За мостом вновь начиналась белизна и осенний убор деревьев, поднимающихся по склону; к рассыпанным по снегу кроваво-красным кленовым листьям уже успела прилипнуть желтая березовая мелочь. В сумраке подступившего леса можно было разглядеть глубокие провалы под корнями деревьев на оползнях, а левее, перед мостиком, где река делала поворот, на крохотном островке щетинились копья начисто облетевшего за ночь орешника.

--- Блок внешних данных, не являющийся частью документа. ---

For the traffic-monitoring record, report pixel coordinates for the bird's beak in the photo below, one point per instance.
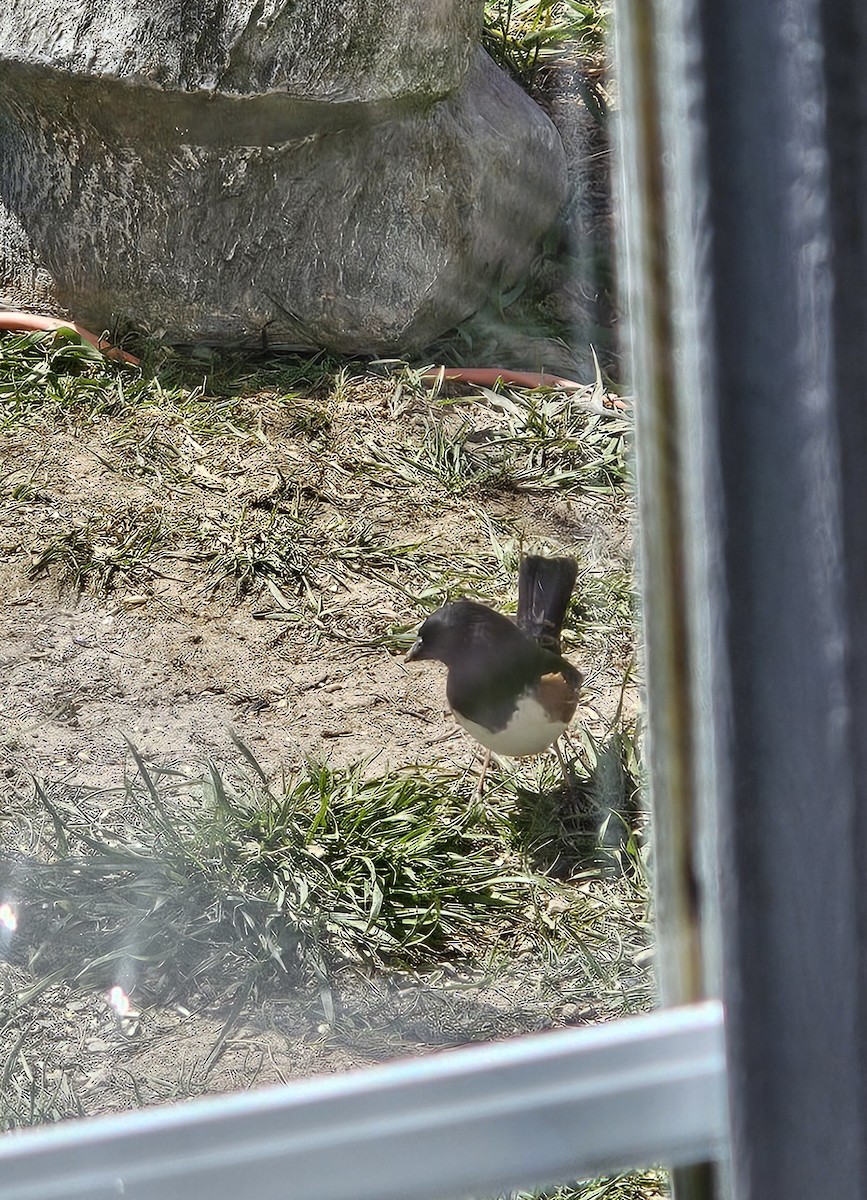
(414, 651)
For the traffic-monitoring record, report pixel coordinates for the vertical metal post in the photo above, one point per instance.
(763, 142)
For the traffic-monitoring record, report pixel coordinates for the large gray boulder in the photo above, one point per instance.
(354, 175)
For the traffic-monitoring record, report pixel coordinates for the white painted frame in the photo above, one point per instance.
(532, 1110)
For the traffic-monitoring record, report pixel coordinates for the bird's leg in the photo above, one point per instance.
(480, 784)
(568, 778)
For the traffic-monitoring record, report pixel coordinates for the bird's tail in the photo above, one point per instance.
(544, 587)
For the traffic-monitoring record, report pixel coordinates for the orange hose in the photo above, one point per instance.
(480, 377)
(28, 322)
(489, 377)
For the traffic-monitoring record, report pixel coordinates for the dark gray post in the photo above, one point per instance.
(760, 121)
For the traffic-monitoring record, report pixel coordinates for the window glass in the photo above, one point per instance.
(241, 837)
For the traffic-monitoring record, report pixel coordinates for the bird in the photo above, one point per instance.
(508, 684)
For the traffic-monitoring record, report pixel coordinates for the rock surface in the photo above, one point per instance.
(267, 174)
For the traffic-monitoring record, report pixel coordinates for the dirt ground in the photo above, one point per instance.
(179, 643)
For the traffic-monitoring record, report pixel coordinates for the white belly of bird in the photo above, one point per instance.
(530, 731)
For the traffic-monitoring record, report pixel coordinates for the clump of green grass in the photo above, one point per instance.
(329, 868)
(183, 882)
(88, 557)
(524, 36)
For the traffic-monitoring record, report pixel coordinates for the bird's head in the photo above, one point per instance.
(450, 633)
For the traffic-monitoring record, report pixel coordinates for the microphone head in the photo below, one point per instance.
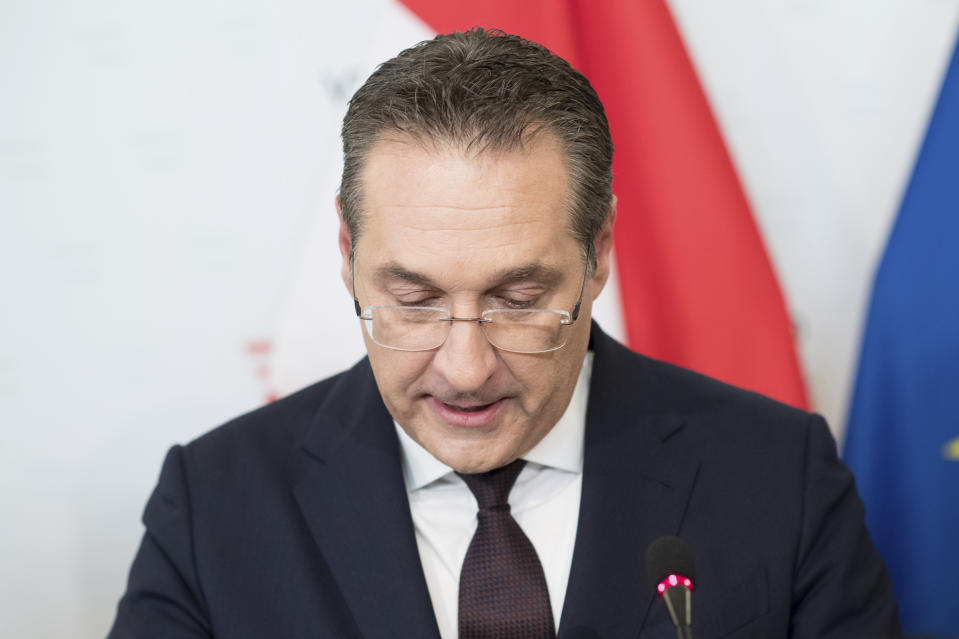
(668, 555)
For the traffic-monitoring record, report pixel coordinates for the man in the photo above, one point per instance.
(476, 212)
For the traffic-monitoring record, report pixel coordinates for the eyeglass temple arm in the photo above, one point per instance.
(356, 302)
(582, 287)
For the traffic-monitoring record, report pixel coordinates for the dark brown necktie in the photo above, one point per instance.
(503, 591)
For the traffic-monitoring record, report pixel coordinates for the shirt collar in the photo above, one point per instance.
(561, 448)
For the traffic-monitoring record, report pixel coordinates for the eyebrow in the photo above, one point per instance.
(542, 273)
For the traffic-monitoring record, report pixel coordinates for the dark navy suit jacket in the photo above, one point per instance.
(293, 520)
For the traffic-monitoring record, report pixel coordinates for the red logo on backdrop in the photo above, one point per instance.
(259, 350)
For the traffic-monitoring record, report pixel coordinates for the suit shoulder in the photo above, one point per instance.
(271, 430)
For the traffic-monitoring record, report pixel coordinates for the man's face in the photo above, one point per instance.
(470, 233)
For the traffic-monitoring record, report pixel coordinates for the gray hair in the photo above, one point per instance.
(484, 91)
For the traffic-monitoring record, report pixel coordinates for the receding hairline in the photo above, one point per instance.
(540, 139)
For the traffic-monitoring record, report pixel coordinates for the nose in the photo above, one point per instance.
(466, 360)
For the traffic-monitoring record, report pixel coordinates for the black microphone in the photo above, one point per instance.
(670, 569)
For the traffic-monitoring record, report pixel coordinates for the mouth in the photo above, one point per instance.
(467, 415)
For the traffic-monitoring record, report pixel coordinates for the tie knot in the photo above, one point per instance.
(491, 488)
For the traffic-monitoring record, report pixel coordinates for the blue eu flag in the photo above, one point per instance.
(903, 434)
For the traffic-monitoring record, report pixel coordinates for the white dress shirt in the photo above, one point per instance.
(544, 501)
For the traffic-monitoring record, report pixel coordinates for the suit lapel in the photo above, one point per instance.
(353, 497)
(637, 481)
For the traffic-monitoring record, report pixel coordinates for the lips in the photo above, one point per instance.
(466, 415)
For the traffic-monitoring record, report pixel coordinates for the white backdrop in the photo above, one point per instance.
(167, 254)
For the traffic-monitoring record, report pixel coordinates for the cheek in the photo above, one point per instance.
(397, 372)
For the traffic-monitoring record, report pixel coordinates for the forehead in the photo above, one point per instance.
(439, 206)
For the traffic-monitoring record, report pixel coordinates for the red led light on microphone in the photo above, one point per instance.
(674, 580)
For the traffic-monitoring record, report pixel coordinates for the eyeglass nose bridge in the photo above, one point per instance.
(478, 320)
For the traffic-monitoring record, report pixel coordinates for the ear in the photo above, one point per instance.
(603, 246)
(346, 245)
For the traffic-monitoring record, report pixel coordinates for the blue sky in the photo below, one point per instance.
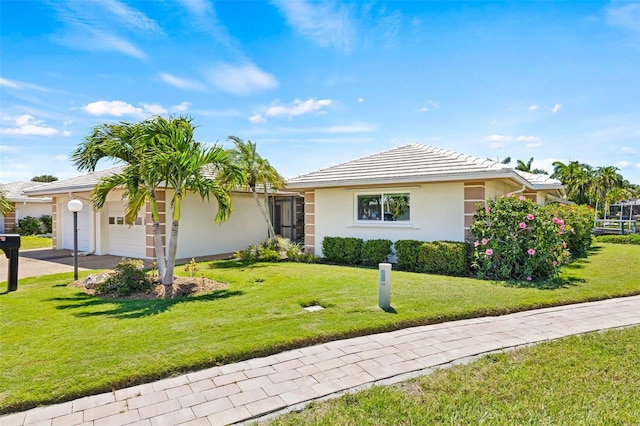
(319, 83)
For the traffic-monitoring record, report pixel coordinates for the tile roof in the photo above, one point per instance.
(416, 163)
(84, 182)
(15, 191)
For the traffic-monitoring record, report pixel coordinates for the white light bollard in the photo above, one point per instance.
(384, 286)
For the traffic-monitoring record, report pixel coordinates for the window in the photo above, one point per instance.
(383, 207)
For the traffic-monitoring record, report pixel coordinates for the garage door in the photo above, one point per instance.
(84, 228)
(124, 240)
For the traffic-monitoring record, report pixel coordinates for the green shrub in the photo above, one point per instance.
(375, 251)
(29, 225)
(444, 258)
(275, 250)
(342, 250)
(517, 240)
(407, 252)
(578, 224)
(47, 222)
(129, 278)
(620, 239)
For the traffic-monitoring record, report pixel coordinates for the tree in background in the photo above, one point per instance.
(6, 206)
(158, 153)
(526, 167)
(257, 171)
(44, 178)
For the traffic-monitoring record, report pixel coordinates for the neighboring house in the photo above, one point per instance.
(23, 205)
(413, 192)
(104, 232)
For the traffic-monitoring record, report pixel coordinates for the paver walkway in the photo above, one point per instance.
(251, 389)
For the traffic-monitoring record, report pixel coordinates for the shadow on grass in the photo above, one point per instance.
(553, 284)
(233, 264)
(129, 309)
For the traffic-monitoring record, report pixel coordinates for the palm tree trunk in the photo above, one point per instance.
(167, 280)
(270, 230)
(157, 237)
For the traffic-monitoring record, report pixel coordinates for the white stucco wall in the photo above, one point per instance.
(437, 213)
(199, 236)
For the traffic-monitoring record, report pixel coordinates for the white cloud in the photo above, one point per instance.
(257, 118)
(500, 141)
(27, 125)
(181, 107)
(324, 24)
(116, 108)
(624, 15)
(242, 79)
(132, 18)
(181, 83)
(298, 107)
(154, 109)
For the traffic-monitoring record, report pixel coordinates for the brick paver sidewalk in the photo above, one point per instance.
(251, 389)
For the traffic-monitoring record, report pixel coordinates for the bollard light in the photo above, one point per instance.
(384, 286)
(75, 206)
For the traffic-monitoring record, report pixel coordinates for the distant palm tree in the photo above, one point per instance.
(5, 205)
(158, 153)
(257, 171)
(577, 179)
(526, 167)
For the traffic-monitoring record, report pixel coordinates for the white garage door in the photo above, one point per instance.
(124, 240)
(84, 228)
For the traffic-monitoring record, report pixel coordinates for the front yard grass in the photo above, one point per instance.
(28, 242)
(581, 380)
(58, 343)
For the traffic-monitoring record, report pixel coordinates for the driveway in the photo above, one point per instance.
(33, 263)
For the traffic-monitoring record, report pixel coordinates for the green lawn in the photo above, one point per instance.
(59, 343)
(581, 380)
(28, 242)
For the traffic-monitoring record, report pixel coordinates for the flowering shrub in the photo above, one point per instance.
(578, 222)
(515, 239)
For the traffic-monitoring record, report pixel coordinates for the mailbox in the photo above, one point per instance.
(10, 244)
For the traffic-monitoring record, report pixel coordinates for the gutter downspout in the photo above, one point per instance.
(92, 225)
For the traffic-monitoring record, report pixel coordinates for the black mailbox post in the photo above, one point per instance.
(10, 244)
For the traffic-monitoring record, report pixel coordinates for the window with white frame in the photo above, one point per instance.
(383, 207)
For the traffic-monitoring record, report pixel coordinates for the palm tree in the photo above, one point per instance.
(257, 171)
(526, 167)
(157, 153)
(577, 178)
(5, 205)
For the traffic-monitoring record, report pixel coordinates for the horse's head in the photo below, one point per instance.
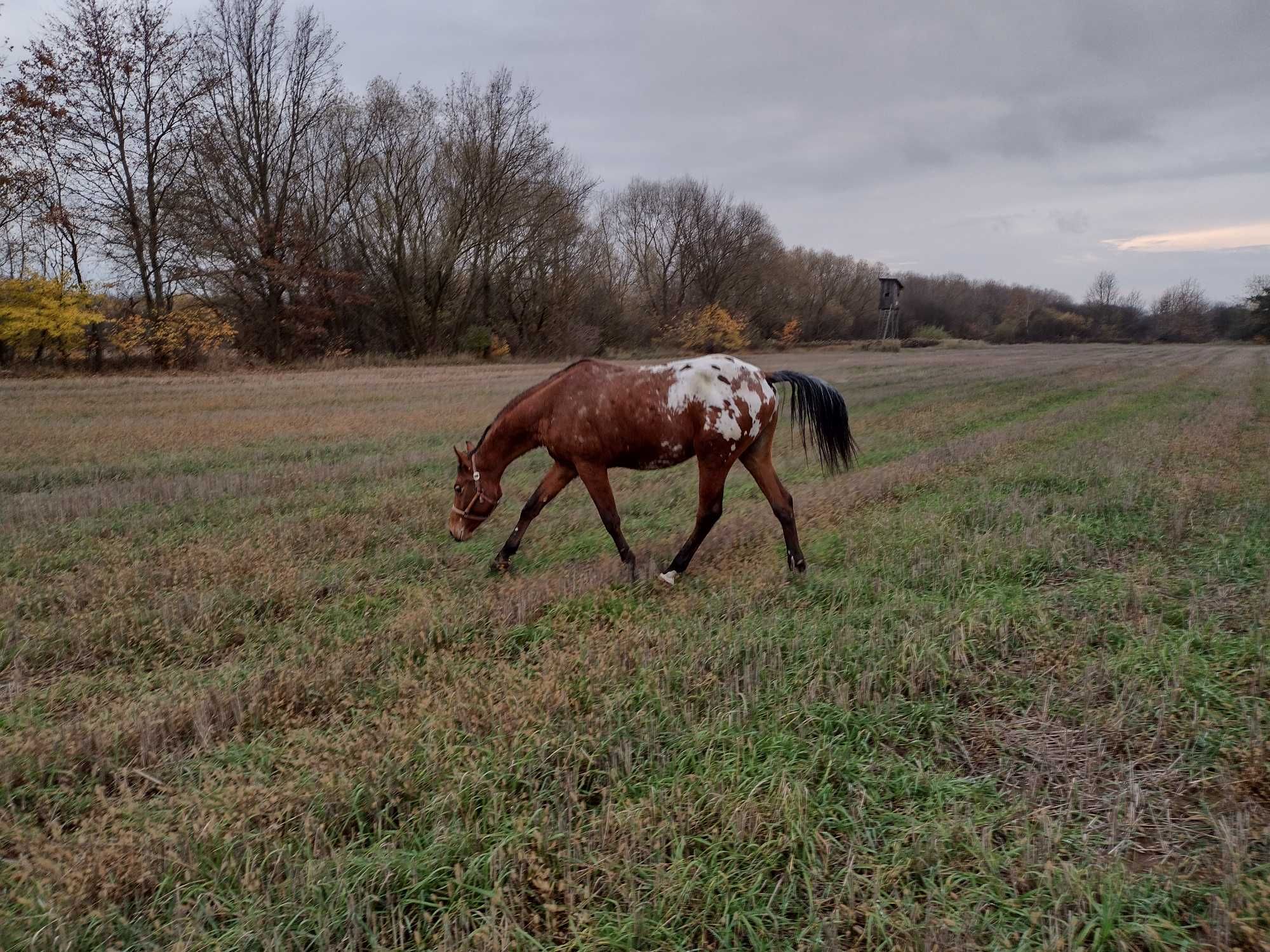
(476, 498)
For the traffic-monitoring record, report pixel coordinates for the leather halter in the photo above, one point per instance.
(467, 513)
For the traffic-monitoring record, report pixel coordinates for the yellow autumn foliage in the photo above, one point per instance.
(190, 331)
(712, 329)
(45, 313)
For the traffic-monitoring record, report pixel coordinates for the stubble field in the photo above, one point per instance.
(252, 696)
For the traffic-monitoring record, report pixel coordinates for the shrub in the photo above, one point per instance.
(791, 333)
(712, 329)
(888, 346)
(45, 314)
(478, 342)
(185, 337)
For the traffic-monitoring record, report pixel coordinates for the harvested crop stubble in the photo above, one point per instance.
(255, 697)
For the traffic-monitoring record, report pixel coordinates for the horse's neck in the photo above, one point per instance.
(510, 437)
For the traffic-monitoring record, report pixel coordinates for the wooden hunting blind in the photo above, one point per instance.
(888, 294)
(888, 308)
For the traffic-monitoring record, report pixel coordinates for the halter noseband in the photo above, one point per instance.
(467, 513)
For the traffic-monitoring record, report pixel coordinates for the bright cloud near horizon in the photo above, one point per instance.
(1231, 239)
(1020, 142)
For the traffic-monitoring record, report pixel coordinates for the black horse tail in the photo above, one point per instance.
(821, 409)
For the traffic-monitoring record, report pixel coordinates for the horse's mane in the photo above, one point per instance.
(525, 395)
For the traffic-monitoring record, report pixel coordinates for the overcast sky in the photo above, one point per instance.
(1020, 140)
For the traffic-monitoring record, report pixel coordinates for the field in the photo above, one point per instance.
(255, 697)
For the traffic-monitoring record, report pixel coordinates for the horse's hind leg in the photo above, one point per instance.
(759, 460)
(711, 480)
(556, 480)
(596, 480)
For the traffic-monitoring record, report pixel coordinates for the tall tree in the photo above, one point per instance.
(270, 87)
(120, 88)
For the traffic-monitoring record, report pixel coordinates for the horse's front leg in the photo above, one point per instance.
(711, 482)
(556, 480)
(596, 480)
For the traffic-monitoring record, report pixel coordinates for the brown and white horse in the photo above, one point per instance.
(592, 417)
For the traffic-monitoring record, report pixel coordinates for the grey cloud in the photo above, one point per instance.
(1073, 223)
(869, 128)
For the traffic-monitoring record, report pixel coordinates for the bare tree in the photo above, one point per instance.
(510, 177)
(270, 88)
(1182, 313)
(1104, 291)
(119, 83)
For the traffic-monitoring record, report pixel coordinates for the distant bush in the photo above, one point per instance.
(791, 334)
(478, 342)
(890, 346)
(712, 329)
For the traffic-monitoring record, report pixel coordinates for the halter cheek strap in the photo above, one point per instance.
(467, 513)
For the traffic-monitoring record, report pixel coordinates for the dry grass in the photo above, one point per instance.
(253, 697)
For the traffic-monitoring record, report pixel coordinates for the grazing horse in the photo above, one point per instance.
(592, 417)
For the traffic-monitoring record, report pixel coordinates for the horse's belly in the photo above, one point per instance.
(664, 456)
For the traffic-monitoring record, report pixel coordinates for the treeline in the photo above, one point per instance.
(1008, 314)
(238, 195)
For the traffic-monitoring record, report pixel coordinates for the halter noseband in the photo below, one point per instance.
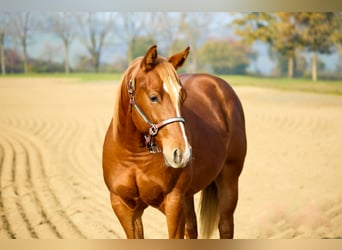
(154, 127)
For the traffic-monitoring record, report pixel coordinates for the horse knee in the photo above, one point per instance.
(191, 230)
(226, 227)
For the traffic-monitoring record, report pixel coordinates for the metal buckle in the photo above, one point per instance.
(153, 129)
(150, 145)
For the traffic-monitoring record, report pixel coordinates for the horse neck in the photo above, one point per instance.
(124, 130)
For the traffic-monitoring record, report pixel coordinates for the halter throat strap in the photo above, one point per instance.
(154, 127)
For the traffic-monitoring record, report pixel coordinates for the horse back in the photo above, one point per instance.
(215, 125)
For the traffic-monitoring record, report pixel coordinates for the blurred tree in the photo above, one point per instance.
(13, 61)
(276, 29)
(320, 32)
(132, 25)
(225, 57)
(94, 29)
(193, 27)
(3, 33)
(140, 44)
(23, 26)
(285, 32)
(63, 25)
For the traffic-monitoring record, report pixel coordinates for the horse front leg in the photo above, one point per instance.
(174, 212)
(129, 217)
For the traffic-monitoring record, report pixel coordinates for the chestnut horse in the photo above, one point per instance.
(170, 137)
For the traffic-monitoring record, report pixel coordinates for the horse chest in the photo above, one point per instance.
(134, 186)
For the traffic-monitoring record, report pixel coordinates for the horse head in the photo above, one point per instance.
(156, 97)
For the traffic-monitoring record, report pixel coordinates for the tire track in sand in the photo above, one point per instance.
(36, 203)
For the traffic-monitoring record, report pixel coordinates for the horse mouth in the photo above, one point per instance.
(178, 159)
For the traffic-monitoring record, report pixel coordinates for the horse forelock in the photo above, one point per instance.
(171, 84)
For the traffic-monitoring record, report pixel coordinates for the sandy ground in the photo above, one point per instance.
(51, 186)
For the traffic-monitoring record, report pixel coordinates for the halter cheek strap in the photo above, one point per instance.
(154, 127)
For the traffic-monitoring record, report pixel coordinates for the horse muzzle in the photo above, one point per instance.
(177, 158)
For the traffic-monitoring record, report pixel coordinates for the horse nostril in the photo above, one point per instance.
(177, 156)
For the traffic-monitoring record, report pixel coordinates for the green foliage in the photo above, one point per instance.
(224, 56)
(140, 45)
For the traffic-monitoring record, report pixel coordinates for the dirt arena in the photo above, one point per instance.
(51, 185)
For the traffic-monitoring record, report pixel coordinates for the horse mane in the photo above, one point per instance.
(125, 78)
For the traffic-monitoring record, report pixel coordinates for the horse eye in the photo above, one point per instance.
(154, 98)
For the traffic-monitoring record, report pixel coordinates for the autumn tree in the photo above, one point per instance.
(23, 26)
(277, 29)
(225, 56)
(132, 25)
(63, 26)
(320, 33)
(3, 33)
(94, 30)
(193, 27)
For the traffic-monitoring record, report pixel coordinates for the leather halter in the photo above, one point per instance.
(154, 127)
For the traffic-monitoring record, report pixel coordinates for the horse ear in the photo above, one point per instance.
(178, 59)
(149, 60)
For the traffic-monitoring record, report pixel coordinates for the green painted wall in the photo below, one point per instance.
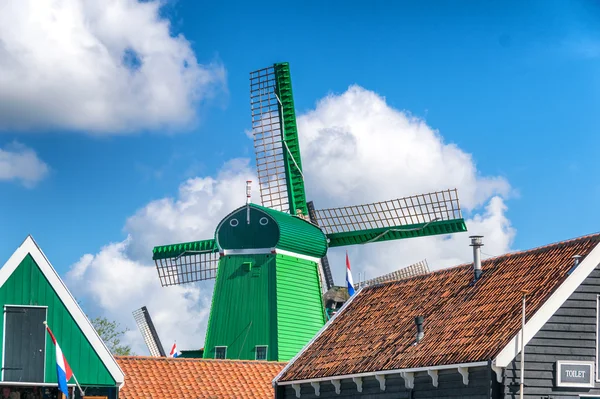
(300, 309)
(242, 314)
(28, 286)
(276, 303)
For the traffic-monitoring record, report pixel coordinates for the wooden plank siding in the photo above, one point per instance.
(450, 386)
(570, 334)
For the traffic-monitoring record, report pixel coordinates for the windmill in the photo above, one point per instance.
(146, 327)
(269, 261)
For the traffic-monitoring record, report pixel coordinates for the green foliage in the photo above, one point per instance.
(111, 335)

Дальше, на холмах, вновь играли в мозаику белые пятна прогалин и разноцветной листвы, на самом же гребне серела давно покинутая развалюха, и к ее разъехавшимся бревнам жалась тонкая красная рябинка. Было тихо, ни дуновения ветерка, и лишь какая-то пичуга негромко, с перерывами затягивала свою песню, каждый раз обрывая на самой высокой ноте, и, чуть подумав, начинала сначала. Справа к Диноэлу подобралась угловатая трехпалая тень, он обернулся.

Сосна. Одна, вышедшая из компании сестер у обрыва, с редкой, сбитой на сторону шапкой хвойной кроны; единственная, самая длинная мертвая корявая ветка с шелухой коры у основания оставалась голой и угрюмо упиралась в небо, словно посылая кому-то безмолвное проклятие. Прямо под сосной начинался размытый глинистый откос, и один из корней выходил из земли, выступая над рекой, и коленом уходил обратно, свешивая бахрому мелких корешков.

Ну что же, Скиф, подумал Диноэл, вот я и вернулся.